NYC Vehicle Collision Dataset Analysis with National Oceanic and Atmospheric Administration(NOAA) weather dataset
The data for the project analysis were downloaded from the following sites:
- Vehicle collision dataset has been downloaded from NYC Open Data using Socrata Open Data API - API Request
- Weather dataset was downloaded from NOAA Weather Data where a selection has to be made for the date range and type of data needed for the analysis. The processing of the data takes 2-3 days depending on the type and size of data you are requesting - CSV File
- For the vehicle collision data, the data is downloaded using the API token key obtained after registering in their website.
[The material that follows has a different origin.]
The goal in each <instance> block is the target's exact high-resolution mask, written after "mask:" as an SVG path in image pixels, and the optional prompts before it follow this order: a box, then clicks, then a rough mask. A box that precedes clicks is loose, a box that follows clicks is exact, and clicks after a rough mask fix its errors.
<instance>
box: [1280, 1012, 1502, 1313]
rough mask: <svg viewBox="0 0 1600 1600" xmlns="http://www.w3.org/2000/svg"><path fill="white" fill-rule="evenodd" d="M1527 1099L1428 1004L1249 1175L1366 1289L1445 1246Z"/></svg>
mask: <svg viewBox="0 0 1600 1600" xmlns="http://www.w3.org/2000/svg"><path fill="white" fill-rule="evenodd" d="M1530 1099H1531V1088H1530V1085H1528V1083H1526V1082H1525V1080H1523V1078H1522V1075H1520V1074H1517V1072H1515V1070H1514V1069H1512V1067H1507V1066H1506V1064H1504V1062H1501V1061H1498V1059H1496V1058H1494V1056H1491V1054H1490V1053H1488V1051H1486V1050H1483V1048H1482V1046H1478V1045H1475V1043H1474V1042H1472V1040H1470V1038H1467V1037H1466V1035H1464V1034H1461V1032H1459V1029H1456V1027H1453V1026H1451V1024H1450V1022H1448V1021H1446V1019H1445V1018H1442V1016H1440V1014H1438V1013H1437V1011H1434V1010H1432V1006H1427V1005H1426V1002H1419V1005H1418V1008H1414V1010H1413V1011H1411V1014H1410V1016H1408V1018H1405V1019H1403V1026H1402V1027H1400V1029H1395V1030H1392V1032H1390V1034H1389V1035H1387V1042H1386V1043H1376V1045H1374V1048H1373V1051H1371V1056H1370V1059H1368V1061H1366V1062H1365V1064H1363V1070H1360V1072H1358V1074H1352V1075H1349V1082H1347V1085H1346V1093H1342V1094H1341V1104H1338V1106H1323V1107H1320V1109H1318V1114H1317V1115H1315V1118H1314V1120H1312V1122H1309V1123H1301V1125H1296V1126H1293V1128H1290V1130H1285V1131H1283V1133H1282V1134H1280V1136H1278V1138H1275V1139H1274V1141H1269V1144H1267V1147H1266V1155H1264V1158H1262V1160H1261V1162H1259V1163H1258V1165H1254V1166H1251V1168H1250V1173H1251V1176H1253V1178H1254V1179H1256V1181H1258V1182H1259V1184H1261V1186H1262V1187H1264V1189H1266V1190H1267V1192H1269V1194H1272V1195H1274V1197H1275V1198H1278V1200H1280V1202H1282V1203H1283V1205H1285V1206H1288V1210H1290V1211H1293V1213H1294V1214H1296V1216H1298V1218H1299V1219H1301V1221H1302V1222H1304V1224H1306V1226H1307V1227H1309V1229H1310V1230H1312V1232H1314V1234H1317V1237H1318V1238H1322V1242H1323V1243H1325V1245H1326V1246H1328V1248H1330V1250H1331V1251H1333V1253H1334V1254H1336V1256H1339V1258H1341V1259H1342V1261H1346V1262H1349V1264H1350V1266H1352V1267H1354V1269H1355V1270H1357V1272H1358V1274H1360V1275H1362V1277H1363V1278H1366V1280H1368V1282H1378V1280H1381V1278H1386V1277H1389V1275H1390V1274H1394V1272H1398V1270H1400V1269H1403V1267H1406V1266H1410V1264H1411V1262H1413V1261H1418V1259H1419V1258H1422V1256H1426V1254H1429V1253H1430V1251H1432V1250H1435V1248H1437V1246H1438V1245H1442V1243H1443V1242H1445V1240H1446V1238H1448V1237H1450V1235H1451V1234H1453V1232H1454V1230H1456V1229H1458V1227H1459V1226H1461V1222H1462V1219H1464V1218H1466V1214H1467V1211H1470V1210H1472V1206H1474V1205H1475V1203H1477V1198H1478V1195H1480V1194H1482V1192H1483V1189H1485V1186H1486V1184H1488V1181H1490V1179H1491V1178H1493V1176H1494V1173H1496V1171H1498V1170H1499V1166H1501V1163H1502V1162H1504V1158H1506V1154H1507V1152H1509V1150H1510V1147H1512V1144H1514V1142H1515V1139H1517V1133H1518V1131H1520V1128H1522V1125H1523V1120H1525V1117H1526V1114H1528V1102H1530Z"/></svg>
The data is in the form of JSON file.
- The weather data is downloaded after recieving a email from NOAA Weather Data with the download link.
- The notations in the weather datset are as follows: PRCP = Precipitation (inches as per user preference, inches on Daily Form)
- SNOW = Snowfall (inches as per user preference, inches on Daily Form)
- SNWD = Snow depth (inches as per user preference, inches on Daily Form)
- The downloaded vehicle collision data JSON files are stored according to the different boroughs of NewYork(Manhattan, Queens, etc) and their respective zip codes. You can view the respective folder structure here.
- The weather dataset has been stored as a CSV file.
- The vehicle colision JSON file have been converted into CSV file by checking for each key value pair and are stored here.
- The data from both the datasets are merged using Panda dataframes by selecting the common 'DATE' column available in both.
The following analysis were made using the merged dataset.
Finding out the top 10 factors that caused collision in NYC by using factors like Contibuting Factor and Number of Persons killed.
- Reading the raw data from the CSV file.
- Taking the total count of the persons killed by grouping the factors responsible for collision.
- Removing unwanted column where factors are not specified.
- Inserting the data into the dataframe with the factors and the corresponding number of people that were killed by the collision.
- Saving the data from the dataframe to a CSV file.
- Plotting a graph to display the factors for the same.
- Saving the plotted graph as a PNG file.
Vehicle type involved in collision and number of people killed at each borough of NYC from 2015-2017
Finding out the top vehicle types that caused collision in each borough of NYC by using factors like Borough, Vehicle Type and Number of Persons killed.
- Reading the raw data from the CSV file.
- Taking the total count of the persons killed by grouping the vehicle type and borough involved in collision.
- Selecting the date range for the collisions.
- Inserting the data into the dataframe with the borough, vehicle type and the corresponding number of people that were killed by the collision.
- Saving the data from the dataframe to a CSV file.
- Plotting a graph to display the vehicle type and number of people killed in each borough for the same.
- Saving the plotted graph as a PNG file.
Finding out the highest snowfall and rainfall in inches which caused maximum number of injuries from collision to the people of NYC
- Reading the raw data from the CSV file.
- Selecting the date range from the raw data to do analysis.
- Converting the date column to datetime format.
- Merging the data together and calculating the mean date from collision data as it includes multiple entries for a single day.
- Grouping by snowfall and the total persons injured calculated by adding all the injuries.
- Saving the data from the dataframe to a CSV file.
- Plotting a graph to display the snowfall in inches and the number of injuries for the same.
- Saving the plotted graph as a PNG file.
- Following the same steps as above for rainfall analysis.